A pilot project to help remove financial barriers to participation in sport and recreation for tamariki and rangatahi Māori in the South Island has been extended.

Te Kīwai was launched in 2021 to support tamariki and rangatahi Māori aged 5 – 18 years who were missing out on activities due to financial hardship. Hundreds of children and teens have benefited from the one-off $300 payment to help cover items like annual subs, club uniforms, new boots, gear, or transport.

Sport New Zealand Ihi Aotearoa and the Whānau Commissioning Agency for the South Island, Te Pūtahitanga o Te Waipounamu, have now agreed to continue the grassroots Te Kīwai fund for the coming year.
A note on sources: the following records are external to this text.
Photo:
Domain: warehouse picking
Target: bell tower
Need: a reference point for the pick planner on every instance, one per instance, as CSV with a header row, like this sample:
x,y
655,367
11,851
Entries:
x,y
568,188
Te Pūtahitanga o Te Waipounamu Pouārahi, Ivy Harper, said the decision by Sport NZ Ihi Aotearoa to extend the Te Kīwai partnership would make a difference for hundreds of whānau.

“The need has not changed and when budgets are tight, food comes before children’s activities, so we are really pleased that this partnership has been able to continue,” said Harper.

“Enabling tamariki and rangatahi to be able to take part not just in sports, but in whatever recreational or cultural pursuit works for them, is not just about now, or the next season or the next tournament, but it extends to encouraging healthy habits for life and so it is important that tamariki and rangatahi are not locked out of physical activity simply because of financial barriers.”

Te Pūtahitanga o Te Waipounamu is one of 12 organisations that Sport NZ currently invests in through He Oranga Poutama, an initiative created to develop, promote and implement physical activity that is culturally appropriate to Māori.

Sport NZ Acting Group Manager – Kāhui Rautaki Māori, Tanya Wilson, says Te Kīwai is another great opportunity for Sport NZ and Te Pūtahitanga o Te Waipounamu to continue to work together to invest directly into wellbeing outcomes for tamariki and rangatahi.

“It is particularly significant that Te Kiwai includes investment into traditional Māori activities like taonga tākaro and kapa haka.

“These activities encourage tamariki and rangatahi to stay active, while also expressing their culture and heritage and contributing to taha tinana and taha wairua.

“Research shows that the most enduring habits are built in childhood and being active as tamariki is key to staying active as an adult.”

Harper said Te Pūtahitanga o Te Waipounamu was excited to be able to continue to help whānau ensure their young ones are staying active.

“We are thrilled to be able to respond to the call from whānau to support their tamariki and mokopuna to be able to engage in getting active, and we welcome and encourage whānau Māori to apply.”




Nicola Coburn

M: 021 2595 166

E: nicola@naia.co.nz



  1. Te Kīwai comes from the whakataukī, “Ko koe ki tēnā, ko au ki tēnei kīwai o te kete,” which translates as, “You carry your handle and I’ll carry my handle, of our kete,” meaning that, together, we are each carrying the handle of the basket and caring for its contents – our precious tamariki and rangatahi.